A man is sitting cross-legged in front of a tent and holding a guitar.

Ramy Essam in Tahrir Square in Cairo, Egypt, 2011. Essam wrote the song "Go Away" that became an anthem for many of the protesters at the time.

Credit:

Michael Robinson Chavez/Los Angeles Times via Getty Images

It's been nine years since the Tahrir Square protests in Egypt successfully overthrew dictator Hosni Mubarak, but the country has struggled in the years since.

Essam and Ganzeer are teaming up to commemorate the Egyptian Revolution tomorrow, Jan. 25, in New York.

Ramy Essam and Ganzeer are teaming up to commemorate the Egyptian revolution on Jan. 25 in New York.

Credit:

Ramy Essam and Ganzeer, Inc

Since 2011, Egypt has seen through multiple leaders, a coup and crackdowns on free speech. Musician Ramy Essam and visual artist Ganzeer know that better than most. They were two of the most influential artists of the Egyptian revolution. Now, both live in exile. But their work still packs a punch. Essam and Ganzeer are teaming up to commemorate the Egyptian revolution on Jan. 25 in New York. It will be a night of music, commentary and visual arts celebrating the younger generation of Egyptians that led the protests and the ongoing struggles.

Related: Egypt: Clashes in Tahrir Square

The World’s host Marco Werman speaks with Essam and Ganzeer about disillusionment, hope and their upcoming music show celebrating the anniversary.

Marco Werman: What do you want people who see it to get out of it?

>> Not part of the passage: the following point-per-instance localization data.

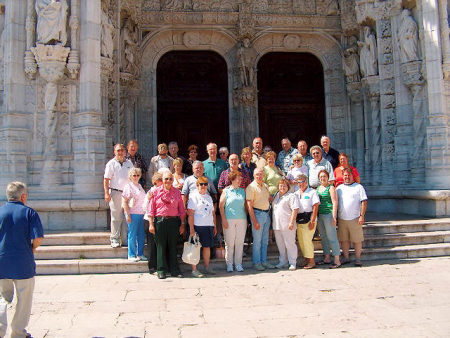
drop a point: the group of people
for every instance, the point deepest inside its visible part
(284, 196)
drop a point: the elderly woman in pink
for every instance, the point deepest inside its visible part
(132, 199)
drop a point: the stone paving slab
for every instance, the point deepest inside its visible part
(382, 299)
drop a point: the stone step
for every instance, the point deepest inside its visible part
(379, 228)
(122, 265)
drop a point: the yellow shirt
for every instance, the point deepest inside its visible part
(258, 194)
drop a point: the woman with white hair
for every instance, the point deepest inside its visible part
(133, 196)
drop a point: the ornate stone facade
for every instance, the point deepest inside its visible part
(78, 76)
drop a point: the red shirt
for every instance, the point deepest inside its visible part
(167, 203)
(339, 175)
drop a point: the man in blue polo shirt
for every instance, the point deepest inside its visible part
(20, 234)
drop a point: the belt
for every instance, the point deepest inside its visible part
(267, 210)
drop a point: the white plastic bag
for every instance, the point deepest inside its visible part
(191, 250)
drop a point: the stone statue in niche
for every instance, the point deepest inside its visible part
(130, 49)
(51, 21)
(327, 7)
(177, 4)
(107, 35)
(244, 62)
(368, 54)
(407, 38)
(350, 62)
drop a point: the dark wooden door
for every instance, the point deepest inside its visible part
(290, 98)
(192, 96)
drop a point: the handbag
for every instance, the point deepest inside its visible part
(191, 250)
(303, 217)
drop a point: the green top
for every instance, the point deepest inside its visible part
(326, 205)
(272, 178)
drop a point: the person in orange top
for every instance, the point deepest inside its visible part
(339, 171)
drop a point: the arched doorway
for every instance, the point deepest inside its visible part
(291, 99)
(192, 93)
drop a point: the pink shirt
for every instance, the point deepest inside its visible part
(166, 203)
(132, 190)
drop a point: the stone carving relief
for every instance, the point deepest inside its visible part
(305, 7)
(245, 64)
(130, 52)
(176, 4)
(351, 62)
(327, 7)
(51, 21)
(107, 33)
(368, 54)
(408, 39)
(291, 41)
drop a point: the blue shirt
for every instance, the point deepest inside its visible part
(19, 225)
(214, 169)
(284, 160)
(235, 203)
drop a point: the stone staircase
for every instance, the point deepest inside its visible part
(386, 237)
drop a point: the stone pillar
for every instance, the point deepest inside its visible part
(372, 86)
(88, 133)
(438, 131)
(15, 117)
(388, 117)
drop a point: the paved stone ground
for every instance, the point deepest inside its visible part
(382, 299)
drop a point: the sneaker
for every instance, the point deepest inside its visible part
(267, 265)
(197, 274)
(259, 267)
(209, 270)
(281, 266)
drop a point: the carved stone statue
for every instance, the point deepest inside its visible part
(351, 64)
(107, 37)
(407, 38)
(51, 21)
(130, 48)
(244, 62)
(368, 54)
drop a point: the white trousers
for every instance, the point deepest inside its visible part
(119, 229)
(286, 246)
(234, 240)
(24, 293)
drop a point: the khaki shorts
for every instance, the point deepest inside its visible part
(350, 231)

Ramy Essam: My main goal was — everything I'm trying to do as an artist, especially in a day like that — really to remind the people that it's not over because it's getting so hard in Egypt. And maybe I have a better chance of being outside Egypt at the moment. And I want to do my best to give this hope to people and to remind everybody that the story didn't end. We're still fighting, even if it's in different form, in different places, different ways.

I mean, it has been nine years, as you say, and the Egyptian uprising that began at Tahrir ultimately did not achieve what the protesters wanted, which was true democracy. So, as you look back at what's happened since the Tahrir Square protests, how do you both feel?

Ganzeer: You know, obviously, there's a bit of trauma and depression to deal with, but I think these performances are an awesome way for us to deal with them our way because based on last week's performance alone — just the energy in the bar — it was nuts, you know. And all these people — there was a big Egyptian diaspora presence. And a lot of them were people that I met through different events prior. And I could tell the difference. You know, there was, like, I met them before and I could tell that they were depressed — having been here for awhile and kind of been away from Egypt and the way things had gone. And last week, it was like relighting the spark all over again. The other thing is one of the anthems of the Lebanese uprising right now on the front lines. Someone shared a video with me on Twitter where protesters are kind of facing off with police, and they took with them a bunch of speakers. And we're playing one of Ramy's songs, not one of the songs from way back from 2011, but one of the songs he put out while in Sweden, which I think is a testament to, like, "No," you could still participate and kind of influence from a distance, very powerfully.

So, what you're doing sounds like it's helping Egyptian expats anyway. How does music and art help you to reconcile that incomplete revolution?

Essam: I'm always taking my music as my therapy and as my first friend. Sometimes I don't find anybody else but this friend with me. And when I was saying I want to share hope with people through my music, I'm helping myself as well. Sometimes, I play guitar to myself to lift my spirit up, so it's a big, big reason why I'm still hanging around in this life.

Both of you live in exile from your native Egypt. If you lived in Egypt, would any of your work be possible? Could you commemorate Tahrir as a multimedia project?

Ganzeer: Definitely not, which is why this event is so important. The state of Egypt, the current dictatorship, has kind of controlled the narrative, the postrevolution narrative, for a very long time and has poisoned that narrative very much. And there's a lot of anti-revolutionary propaganda. And by forcing us into exile, they think they have rendered us powerless. But I think having an event like this shows that, you know, even in exile, we're going to keep the spirit going.

So, it allows you to flex your artistic and kind of political muscle. But I'm curious why you do this if ultimately it's art that Egyptians in the center of these political problems can't see?

Essam: OK. We are talking about art. And art is like the strongest, peaceful weapon we could use against dictatorship. If we are in Egypt or not, like Ganzeer mentioned before, we can still release a song and it can make a huge impact, even in the whole region. I've been experiencing that a lot when I'm in exile. Same thing [is true] for Ganzeer when the movement in Egypt just a couple of months ago was trying to rise up again. And he made like a new artwork for the dictator, and people were using it all over the world. So, we know that we can still help making any kind of change with our art. We learned very well that the change won't happen in one day. And we started something in 2011, and we won't stop. I have lots of things that will keep me doing what I'm doing either from the early dreams we've been carrying from 2011 or all the friends that are in jail at the moment. They have to know that we are still fighting for them and for the same cause.

This interview was edited and condensed for clarity.